Because the meaning of “stumps” is not obvious from the column name alone, it can easily be misread unless the documentation clarifies that it represents stumpings performed by the wicketkeeper, not how a batter got out.

fantasy_points

The fantasy_points column contains a single numeric value for each player innings, but the dataset does not explain how these points are calculated. Fantasy scoring systems typically combine multiple performance columns like runs, wickets, strike rate, economy, catches but none of this is visible from the raw data.

Fantasy points summarize a player’s overall impact in a match into one number.
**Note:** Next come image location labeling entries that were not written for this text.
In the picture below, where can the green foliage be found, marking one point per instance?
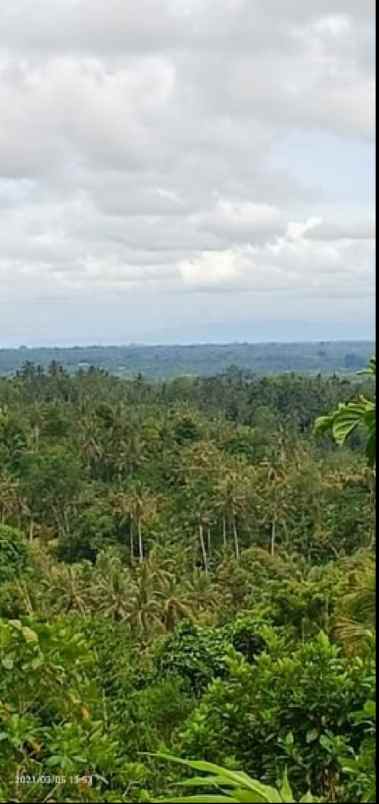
(233, 786)
(196, 578)
(290, 711)
(14, 553)
(351, 415)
A single numeric column is convenient, but only after the calculation rules are understood.

Without knowing the scoring system, we might:

assume fantasy points reflect batting performance only
misinterpret high fantasy scores as “good innings” even if they came from bowling
build incorrect models or visualizations based on misunderstood scoring logic

Because the scoring formula is not transparent, fantasy points can easily be misused or misinterpreted.
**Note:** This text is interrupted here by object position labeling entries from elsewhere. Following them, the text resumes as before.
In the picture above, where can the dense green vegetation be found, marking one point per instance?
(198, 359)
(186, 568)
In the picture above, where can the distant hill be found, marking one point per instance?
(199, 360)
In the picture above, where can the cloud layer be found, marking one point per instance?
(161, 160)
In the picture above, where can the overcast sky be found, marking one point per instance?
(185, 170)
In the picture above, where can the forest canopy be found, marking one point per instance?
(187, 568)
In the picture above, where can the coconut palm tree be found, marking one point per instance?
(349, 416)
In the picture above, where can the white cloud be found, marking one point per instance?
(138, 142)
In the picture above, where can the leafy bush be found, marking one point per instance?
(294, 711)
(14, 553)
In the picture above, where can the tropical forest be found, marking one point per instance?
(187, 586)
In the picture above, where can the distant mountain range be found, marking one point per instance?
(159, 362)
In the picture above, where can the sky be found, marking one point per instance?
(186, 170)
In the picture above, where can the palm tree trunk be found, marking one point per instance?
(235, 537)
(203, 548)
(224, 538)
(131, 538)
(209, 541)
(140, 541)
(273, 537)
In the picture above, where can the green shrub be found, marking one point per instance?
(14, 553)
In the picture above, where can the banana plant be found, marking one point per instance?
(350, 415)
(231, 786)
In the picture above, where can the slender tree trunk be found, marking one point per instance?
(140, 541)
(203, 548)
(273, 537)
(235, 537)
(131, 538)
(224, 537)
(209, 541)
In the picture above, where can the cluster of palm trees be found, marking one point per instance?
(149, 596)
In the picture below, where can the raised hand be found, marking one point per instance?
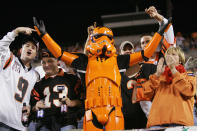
(40, 27)
(163, 27)
(160, 67)
(91, 28)
(25, 30)
(152, 12)
(171, 61)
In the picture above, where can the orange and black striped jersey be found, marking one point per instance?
(52, 89)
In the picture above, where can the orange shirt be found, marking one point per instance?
(172, 103)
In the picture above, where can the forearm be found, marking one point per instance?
(75, 103)
(186, 85)
(169, 34)
(56, 50)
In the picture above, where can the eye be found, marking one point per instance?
(110, 37)
(98, 36)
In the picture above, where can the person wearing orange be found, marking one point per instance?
(149, 67)
(101, 67)
(172, 91)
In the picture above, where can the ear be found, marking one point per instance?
(19, 52)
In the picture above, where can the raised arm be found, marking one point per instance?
(151, 46)
(168, 34)
(52, 46)
(5, 54)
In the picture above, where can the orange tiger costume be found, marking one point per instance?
(102, 78)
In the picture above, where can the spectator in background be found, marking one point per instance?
(134, 117)
(179, 39)
(172, 90)
(191, 67)
(49, 94)
(149, 67)
(17, 78)
(193, 43)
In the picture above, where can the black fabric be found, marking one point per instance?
(123, 61)
(146, 70)
(134, 117)
(69, 81)
(144, 57)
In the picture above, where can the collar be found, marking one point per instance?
(60, 73)
(24, 67)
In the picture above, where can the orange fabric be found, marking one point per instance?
(172, 103)
(148, 51)
(139, 92)
(37, 30)
(152, 45)
(8, 62)
(55, 49)
(135, 58)
(168, 27)
(112, 121)
(107, 68)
Element that is unclear even after reading the documentation

Venue

The venue column remains a little unclear, even after reviewing the dataset documentation. The documentation lists the stadium names used in the IPL, but it does not explain how venue names were standardized across seasons. As a result, the dataset contains multiple variations of what appears to be the same stadium. Examples include:

“Punjab Cricket Association Stadium, Mohali” vs “Punjab Cricket Association IS Bindra Stadium”
“Subrata Roy Sahara Stadium” vs “Maharashtra Cricket Association Stadium”
“MA Chidambaram Stadium, Chepauk” vs “MA Chidambaram Stadium”

The documentation does not clarify whether these differences represent:

true distinct venues
renamed stadiums
abbreviations
inconsistent data entry

This ambiguity makes it difficult to group matches by venue or analyze venue-specific performance trends. For example, if the same stadium appears under two slightly different names, the data gets split into separate categories, which can distort summaries, averages, and visualizations.
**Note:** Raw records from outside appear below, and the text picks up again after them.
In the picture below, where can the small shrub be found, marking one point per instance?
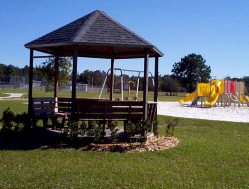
(131, 129)
(74, 129)
(114, 130)
(155, 128)
(22, 121)
(171, 123)
(8, 119)
(83, 128)
(96, 131)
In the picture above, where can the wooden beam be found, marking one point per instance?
(112, 79)
(43, 56)
(145, 84)
(155, 91)
(56, 76)
(74, 80)
(31, 64)
(56, 83)
(156, 79)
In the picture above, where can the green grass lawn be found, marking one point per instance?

Even after reading the documentation, it is still unclear that which venue names should be merged, and to identify the city in which the stadium are located.

Visualizations highlighting the unclear Venue issue

1: Number of Matches by Venue (Bar Chart)

ipl_raw<-read_csv("C:/mayangup/SP26/ipl-data_Dataset 1.csv")

## Rows: 24044 Columns: 22
## ── Column specification ────────────────────────────────────────────────────────
## Delimiter: ","
## chr   (5): player, team, match_outcome, opposition_team, venue
## dbl  (16): match_id, runs, balls_faced, fours, sixes, wickets, overs_bowled,...
## date  (1): date
## 
## ℹ Use `spec()` to retrieve the full column specification for this data.
## ℹ Specify the column types or set `show_col_types = FALSE` to quiet this message.

Note: Data Preparation: The data set includes only 5 matches of year 2025 that is not complete and this would distort all calculations, so to avoid this, filtered out all rows from 2025 and used a clean dataset for further analysis including complete seasons only.

IPL <- ipl_raw |>
  mutate(
    date = as.Date(date),
    season = year(date)
  ) |>
  filter(season < 2025)

matches_by_venue <- IPL |>
  distinct(match_id, venue) |>
  count(venue, name = "match_count")

# Top 25 venues by match count
matches_top10 <- matches_by_venue |>
  slice_max(order_by = match_count, n = 25)

matches_top10 |>
  ggplot() +
  geom_col(
    mapping = aes(
      x = reorder(venue, match_count),
      y = match_count
    ),
    fill = "steelblue"
  ) +
  geom_text(
    mapping = aes(
      x = venue,
      y = match_count,
      label = match_count
    ),
    hjust = -0.2,
    size = 3
    
  ) +
  coord_flip() +
  labs(
    title = "Top 25 Venues by Matches",
    x = "Venue",
    y = "Number of Matches"
  ) +
  theme_minimal()

This visualization makes the venue inconsistency immediately visible. For example, if “M Chinnaswamy Stadium,” “M.Chinnaswamy Stadium,” and “M Chinnaswamy Stadium, Bengaluru” appear as separate categories, they show up as three different bars even though they refer to the same stadium. This artificially splits the match counts and can mislead any venue‑based analysis. Without standardizing venue names, conclusions about match frequency, stadium popularity, or home‑ground effects would be unreliable.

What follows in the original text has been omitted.